“And For This Cause …”

“… we also thank God without ceasing, that when you received from us the word of the message, even the word of God, ye accepted it not as the word of man, but, as it is in truth, the word of God, which also worketh in you that believe” (1 Thess. 2:13).

Bear in mind that Paul was ever conscious that the Spirit moved him in the things he spoke and wrote. There is scarcely a letter from his pen which does not make such a claim for itself. To the Galatians he said that the gospel he preached among them came by revelation of God and that if someone preached a different gospel from it, he would be damned (Gal. 1:11ff). He further warned the Galatians that their turning away from the message he revealed to them was to turn away from the truth (Gal. 5:7). When Paul wrote the Corinthians, he said, “If any man thinketh himself to be a prophet, or spiritual, let him take knowledge of the things which I write unto you that they are the commandment of the Lord” (1 Cor. 14:37). The Ephesians were reminded “how that by revelation, was made known unto me the mystery, as I wrote before in few words, whereby, when ye read, ye can perceive my understanding in the mystery of Christ, which in other generations was not made known unto the sons of men as it hath now been revealed unto his holy apostles and prophets in the Holy Spirit …” (Eph. 3:2-5). Surely all are familiar with his words to Timothy: “All scripture is given by the inspiration of God and is profitable for teaching, for reproof, for correction, for instruction which is in righteousness: that the man of God may be complete, furnished completely unto every good work” (2 Tim. 3:16f).

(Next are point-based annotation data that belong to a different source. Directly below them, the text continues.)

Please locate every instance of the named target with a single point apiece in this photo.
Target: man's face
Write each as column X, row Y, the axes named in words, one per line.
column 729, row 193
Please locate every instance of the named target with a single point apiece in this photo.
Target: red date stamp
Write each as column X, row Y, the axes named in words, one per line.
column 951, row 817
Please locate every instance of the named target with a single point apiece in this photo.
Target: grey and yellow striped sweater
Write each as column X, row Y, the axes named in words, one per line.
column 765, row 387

The Thessalonians received Paul’s message to them as God’s word. There were consequences to face because they did; some of them severe and ongoing. There were persecutions and afflictions inflicted on them from their own countrymen (2 Thess. 1:4; 2 Thess. 2:14). And, if like others in Macedonia, they were poor, in deep poverty (2 Cor. 8:1f). Yet, affliction and poverty did not rob them of either joy or hope. It is not likely that any other epistle of Paul speaks so frequently of Christ’s second coming. In all five chapters of 1 Thessalonians, Christ’s second coming is mentioned. True, they had some misconceptions about it (apparently having the notion that only those alive when Christ did come would share in the blessings of His coming, 1 Thess. 4:13-15), but they believed in that happy event and anxiously awaited it. Of course the message of a happy reception by Christ at His coming depended upon their submission to His gospel.

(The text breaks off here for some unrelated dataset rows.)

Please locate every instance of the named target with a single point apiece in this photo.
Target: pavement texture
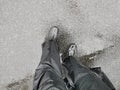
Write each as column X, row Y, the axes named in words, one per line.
column 94, row 25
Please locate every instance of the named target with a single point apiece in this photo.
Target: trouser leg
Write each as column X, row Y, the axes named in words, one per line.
column 48, row 73
column 82, row 77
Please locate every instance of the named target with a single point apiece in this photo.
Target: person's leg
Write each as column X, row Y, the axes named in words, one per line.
column 82, row 77
column 48, row 73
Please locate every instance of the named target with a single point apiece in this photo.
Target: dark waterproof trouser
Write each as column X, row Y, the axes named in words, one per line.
column 48, row 74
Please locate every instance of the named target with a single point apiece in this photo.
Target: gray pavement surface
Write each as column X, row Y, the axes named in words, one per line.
column 94, row 25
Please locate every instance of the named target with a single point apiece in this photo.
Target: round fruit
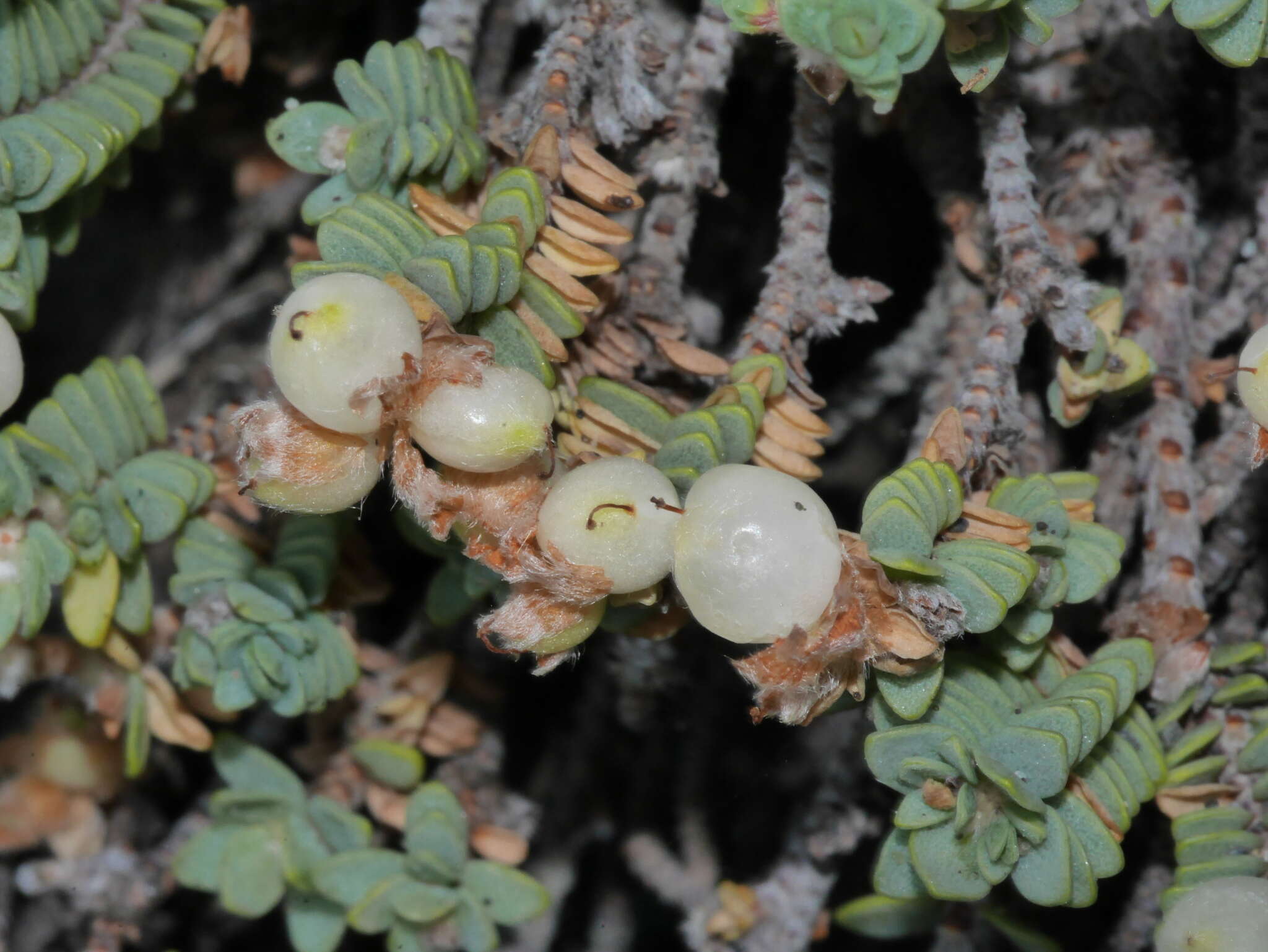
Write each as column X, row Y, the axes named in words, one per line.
column 485, row 428
column 602, row 514
column 335, row 335
column 576, row 633
column 756, row 554
column 11, row 366
column 1219, row 915
column 295, row 464
column 1253, row 382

Having expressed the gladness that they had received his message to them as a message from God Himself, Paul added, “which also worketh in them that believe.” There is power in God’s word. The Hebrew writer said, “The word of God is quick and powerful and sharper than any two-edged sword” (Heb. 4:12). The word also is seed: the means by which we are begotten. Peter said, “Having been begotten again, not of corruptible seed but of incorruptible, by the word of God which liveth and abideth forever” (1 Pet. 1:23). In the parable of the sower with its four soils into which that seed was cast, Jesus explained, “Now the parable is this, the seed is the word of God” (Lk. 8:11). James said, “Of his own will he begat us by the word of truth” (James 1:18).

When Paul extolled the mercies of God as he was concluding the second section of his Roman letter (11:30-32), he entered the third (and last) division of his book with an appeal to those extended mercies that Romans present their bodies a living sacrifice to God (Rom. 12:1). They were to be transformed (not conformed) to this world which was effected by the renewing of their minds. When Paul wrote the young preacher Titus, he spoke of God’s kindness having appeared “not by works done in righteousness which we did ourselves, but according to his mercy he saved us through the washing of regeneration and renewing of the Holy Spirit” (Titus 3:5). The renewing of the Holy Spirit refers not to the Holy Spirit being renewed, but to the renewing (working) the Holy Spirit works. This “renewing” is in our minds, heart, and is not something done directly in our heart by the Holy Spirit, but rather through the Spirit’s sword, the word of God (Eph. 6:17).

The word had “worked” in Thessalonians, at least in those who believed. It wrought changes in their lives, goals, loves, and masters. It continued to transform them, helping fit them for a heavenly home. But they had to let it work in them. So must we also.